Aujourd’hui, l’Afrique subsaharienne fait résolument partie de notre stratégie. Cela se traduit par des décisions fortes comme celle de créer une direction générale dédiée à l’international et qui est une première dans le secteur bancaire marocain. Nous avons mobilisé beaucoup de moyens financiers et humains pour mettre en place cette nouvelle vision stratégique qui a permis d’augmenter la contribution des banques à l’international dans les résultats du groupe. En 2017, l’encours de crédits à l’international a augmenté de 25%, l’encours de dépôts a progressé de 18% et la marge d’intérêt a augmenté de 23%. Pour sa part, le résultat net de l’international a bondi de 43%.
En termes de contribution des agrégats consolidés du groupe dans le PNB, l’international contribue à hauteur de 18% (fin 2017) contre 14% à fin 2016. En termes de résultat, la contribution est de 15%, et c’est quasiment la même contribution en terme de total bilan.

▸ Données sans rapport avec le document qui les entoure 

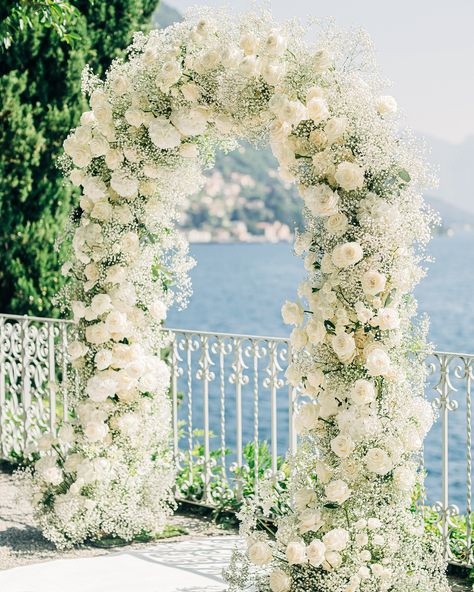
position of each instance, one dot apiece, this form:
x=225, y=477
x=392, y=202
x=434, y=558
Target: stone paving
x=21, y=543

Il faut aussi relever que l’international a contribué en 2017 à hauteur de 50% pour l’additionnel des crédits qui ont été distribués par tout le groupe. C’est dire toute la dynamique et le poids que représente désormais l’international dans la stratégie de la BCP.
Les autres groupes marocains comme BMCE et Attijariwafa Bank ont fait le choix d’introduire leurs filiales ouest africaines à la BRVM, la bourse régionale de la zone UEMOA. Cette option est-elle envisagée à la BCP ?

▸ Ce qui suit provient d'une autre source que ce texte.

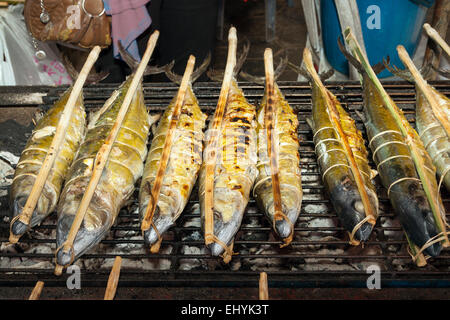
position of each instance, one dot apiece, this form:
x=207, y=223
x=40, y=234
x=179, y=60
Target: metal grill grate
x=319, y=255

C’est une option qu’on examine pour un déploiement à horizon 3 à 4 ans. L’introduction en Bourse fait partie des choix stratégiques qui se présenteraient à nous quand on aura parachevé le processus de transformation tel qu’on l’a pensé pour notre groupe Banque Atlantique. Et à ce moment-là probablement, la décision portera sur l’introduction en Bourse de ABI (Atlantic Business International, holding du réseau Banque Atlantique, ndlr) plutôt que des banques isolées, car notre modèle de présence en Afrique de l’Ouest est unique. Nous sommes, en effet, le seul groupe bancaire à avoir fait le choix de disposer d’une plateforme régionale en plus de nos banques. ABI, qui est basée en Côte d’Ivoire, ce sont plus de 130 collaborateurs et une organisation à l’image de la BCP, avec des structures régaliennes et autonomes (gouvernance, conformité, contrôle interne, juridique…) mais aussi des fonctions métiers comme le retail, le coverage, et le trade finance. Donc ABI est là pour soutenir le développement et faciliter la gestion de nos clients transversaux dans tous les pays de présence en Afrique subsaharienne. Cette unicité nous permet d’envisager une éventuelle introduction en Bourse de la holding qui est en réalité un organe central pour nos filiales financières dans l’UEMOA, comme l’est la Banque Centrale Populaire pour nos banques régionales au Maroc. Il faut dire que ABI, même s’il n’est pas un établissement de crédit, est désormais régulé par la Commission bancaire avec Bâle 2/3.
Quel est aujourd’hui l’apport du réseau Banque Atlantique pour les économies concernées ?
Aujourd’hui le groupe Banque Centrale populaire, c’est environ 3 000 milliards FCFA (4,57 milliards d’euros, ndlr) de financements qui sont injectés dans les économies des pays de la sous-région où nous sommes implantés. Sur ce montant, c’est environ 1 000 milliards FCFA (1,52 milliard d’euros, ndlr)) d’obligations aux États qui permettent de générer des marchés qui profitent aux PME. C’est donc 2 000 milliards FCFA (3,05 milliards d’euros, ndlr) de financement destinés aux institutionnels, aux PME et aux particuliers.